Rezistans ek Alternativ suggère aux ministres et aux députés de verser 1% de leur salaire dans le Fond National de Pension en signe de solidarité, comme l’ont fait les travailleurs du Port après avoir reçu une augmentation salariale. C’était lors d’une conférence de presse à Moka pour aborder trois thèmes : les Chagos, la drogue et la revision du Double Taxation Avoidance Treaty (DTAT).

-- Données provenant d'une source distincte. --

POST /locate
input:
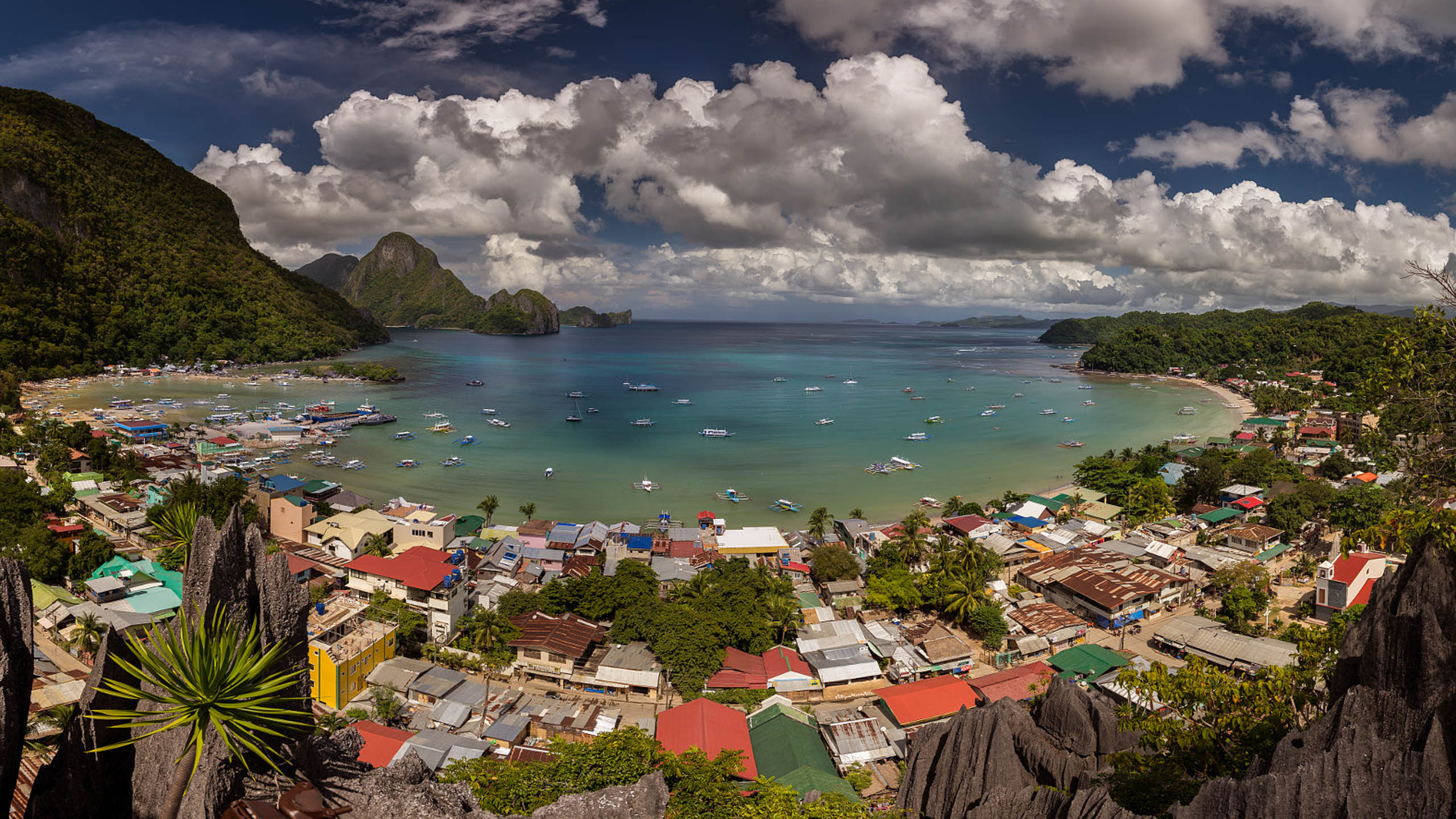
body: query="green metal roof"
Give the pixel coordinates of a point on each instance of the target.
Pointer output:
(804, 780)
(1272, 553)
(1219, 515)
(783, 744)
(1087, 659)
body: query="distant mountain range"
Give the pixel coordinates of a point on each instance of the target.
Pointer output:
(402, 284)
(113, 253)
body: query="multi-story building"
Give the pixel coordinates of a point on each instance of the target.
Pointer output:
(344, 647)
(430, 582)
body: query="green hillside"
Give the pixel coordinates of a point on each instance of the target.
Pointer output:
(402, 284)
(113, 253)
(1315, 337)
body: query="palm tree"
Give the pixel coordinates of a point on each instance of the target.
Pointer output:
(488, 506)
(175, 528)
(375, 545)
(819, 522)
(207, 677)
(88, 633)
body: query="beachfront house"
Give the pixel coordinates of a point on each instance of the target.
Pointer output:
(430, 582)
(342, 534)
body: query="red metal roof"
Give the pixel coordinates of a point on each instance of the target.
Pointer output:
(1020, 682)
(1350, 566)
(928, 698)
(710, 726)
(380, 744)
(419, 568)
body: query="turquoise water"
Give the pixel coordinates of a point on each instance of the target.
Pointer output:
(727, 371)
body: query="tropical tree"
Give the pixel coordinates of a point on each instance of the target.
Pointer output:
(375, 545)
(819, 524)
(175, 530)
(488, 506)
(207, 675)
(86, 634)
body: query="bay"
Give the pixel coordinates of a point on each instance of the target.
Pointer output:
(727, 371)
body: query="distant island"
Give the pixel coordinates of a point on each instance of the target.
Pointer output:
(401, 283)
(586, 317)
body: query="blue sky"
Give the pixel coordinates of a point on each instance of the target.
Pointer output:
(812, 159)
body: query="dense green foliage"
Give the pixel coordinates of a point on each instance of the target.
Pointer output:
(402, 284)
(701, 787)
(115, 254)
(1342, 341)
(586, 317)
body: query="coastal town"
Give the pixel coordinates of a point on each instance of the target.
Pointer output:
(465, 634)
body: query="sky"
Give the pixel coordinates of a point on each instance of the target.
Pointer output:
(807, 159)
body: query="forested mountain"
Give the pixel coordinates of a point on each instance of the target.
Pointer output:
(586, 317)
(1315, 337)
(110, 251)
(329, 270)
(402, 284)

Ashok Subron, porte-parole de Rezistans ek Alternativ, souligne que la hausse de salaire des parlementaires reflète l’inégalité salariale à Maurice dans les secteurs  public et privé: “Il faut à tout prix retablir l’équilibre. Il est inconcevable qu’un ministre, un député ou un Chief Executive Officer touche 200 ou 400 fois plus qu’un simple salarié.” Il demande au gouvernement de faire passer à l’Assemblée legislative une nouvelle lois sur la déclaration des avoirs des Parlementaires.

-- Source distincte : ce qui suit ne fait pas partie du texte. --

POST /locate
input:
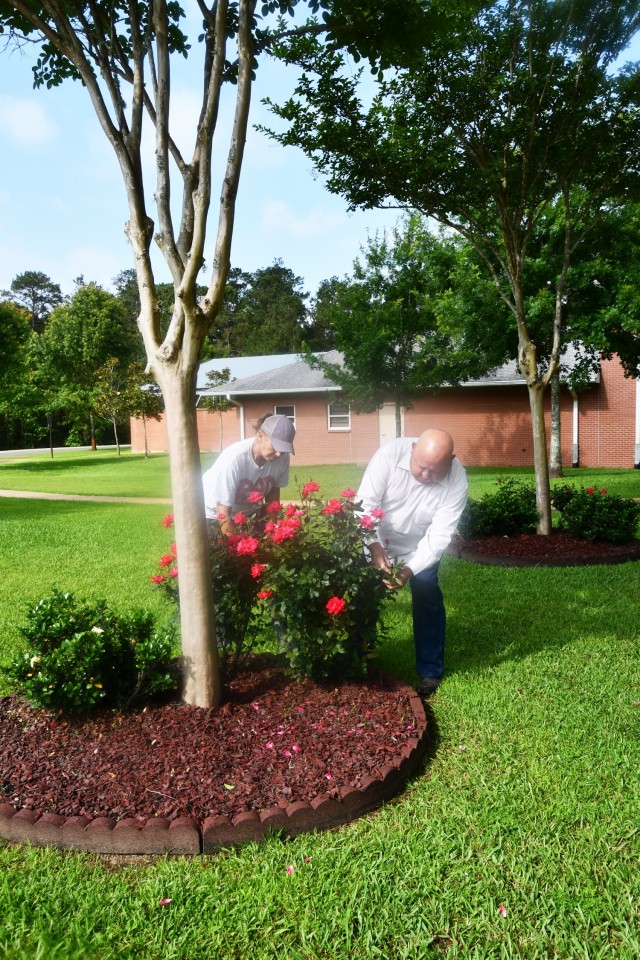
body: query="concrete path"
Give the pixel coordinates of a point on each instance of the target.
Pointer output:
(34, 495)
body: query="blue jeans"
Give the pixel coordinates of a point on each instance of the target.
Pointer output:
(429, 622)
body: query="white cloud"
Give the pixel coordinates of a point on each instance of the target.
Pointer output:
(24, 122)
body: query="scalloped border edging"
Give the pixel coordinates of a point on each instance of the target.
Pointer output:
(186, 836)
(461, 552)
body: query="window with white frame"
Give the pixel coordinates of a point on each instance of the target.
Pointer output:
(339, 416)
(286, 410)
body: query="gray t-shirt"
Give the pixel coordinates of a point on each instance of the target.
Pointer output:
(235, 475)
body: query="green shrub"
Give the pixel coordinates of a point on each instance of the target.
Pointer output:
(562, 495)
(596, 515)
(508, 512)
(82, 655)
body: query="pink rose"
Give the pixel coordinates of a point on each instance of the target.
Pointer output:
(366, 522)
(247, 545)
(336, 605)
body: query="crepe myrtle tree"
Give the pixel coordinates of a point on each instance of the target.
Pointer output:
(517, 105)
(122, 52)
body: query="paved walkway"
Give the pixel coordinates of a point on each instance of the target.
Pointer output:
(35, 495)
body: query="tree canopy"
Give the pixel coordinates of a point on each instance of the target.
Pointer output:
(515, 107)
(414, 316)
(122, 52)
(37, 293)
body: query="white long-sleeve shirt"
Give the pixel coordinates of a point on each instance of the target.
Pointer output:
(419, 518)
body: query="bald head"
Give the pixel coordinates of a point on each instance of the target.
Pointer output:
(431, 456)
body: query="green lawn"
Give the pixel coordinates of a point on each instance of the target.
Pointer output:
(530, 798)
(103, 473)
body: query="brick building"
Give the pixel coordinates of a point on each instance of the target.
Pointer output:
(488, 418)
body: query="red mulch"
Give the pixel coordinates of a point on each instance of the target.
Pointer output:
(558, 549)
(275, 741)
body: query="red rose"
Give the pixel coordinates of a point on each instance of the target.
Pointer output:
(247, 545)
(336, 605)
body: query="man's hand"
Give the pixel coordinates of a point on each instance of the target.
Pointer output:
(380, 557)
(399, 580)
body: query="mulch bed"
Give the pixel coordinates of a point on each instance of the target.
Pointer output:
(274, 742)
(558, 549)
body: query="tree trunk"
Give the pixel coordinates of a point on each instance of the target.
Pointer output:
(398, 419)
(540, 458)
(115, 433)
(201, 667)
(555, 452)
(144, 431)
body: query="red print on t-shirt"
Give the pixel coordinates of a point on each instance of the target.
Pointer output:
(262, 486)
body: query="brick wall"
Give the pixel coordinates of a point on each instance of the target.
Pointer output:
(491, 425)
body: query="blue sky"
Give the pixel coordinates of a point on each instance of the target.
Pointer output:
(62, 202)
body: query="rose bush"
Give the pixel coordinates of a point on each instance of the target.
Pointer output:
(299, 574)
(594, 514)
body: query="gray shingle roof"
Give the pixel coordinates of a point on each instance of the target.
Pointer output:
(296, 376)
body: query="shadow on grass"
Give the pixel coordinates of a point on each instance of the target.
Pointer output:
(70, 464)
(501, 614)
(504, 614)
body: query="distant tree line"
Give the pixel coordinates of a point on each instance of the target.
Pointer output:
(417, 311)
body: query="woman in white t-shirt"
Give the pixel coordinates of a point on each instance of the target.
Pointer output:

En ce qui concerne la révision de la DTAT, il regrette que le gouvernement ait abondonné le Taxing Right à  l’Inde: “Ils sont tous coupables, que ce soit Rama Sithanen, l’ancien ministre des Finances, l’opposition, Roshi Badhain. Nous avions prédit depuis 1984 que la DTAT était une bombe à retardement. L’élite économique a fait de sorte que notre système offshore ne bénéficie qu’aux gros paltos. C’est de leur faute si  aujourd’hui, l’île Maurice se trouve dans une situation vulnérable. Ils ont légalisé l’évasion fiscale et c’est le peuple qui fera les frais dans les jours qui viennent avec de graves  repercussions sur le plan économique.”
Quant à Ian Jacob, il a souhaité un débat dépassionné au Parlement sur le cannabis  avec des arguments basés sur les données scientiques et non sur le plan ethnique, religieux ou emotionnel. “Nous ne pouvons  permettre aucune dérive ou utiliser des moyens répressifs. Nous devons nous inspirer de l’Uruguay ou du Portugal qui ont trouvé d’autres moyens que la répression.” Il a sévèrement condamné l’attitude et le langage de certains parlementaires lorsqu’ils interviennent dans des débats sur le cannabis, que ce soit sur le plan national ou international. “D’autres font preuve d’arrogance ou font volte-face lorsqu’ils abordent le sujet. Ils ne réalisent pas les conséquences que cela pourrait avoir”, a-t-il fait remarquer.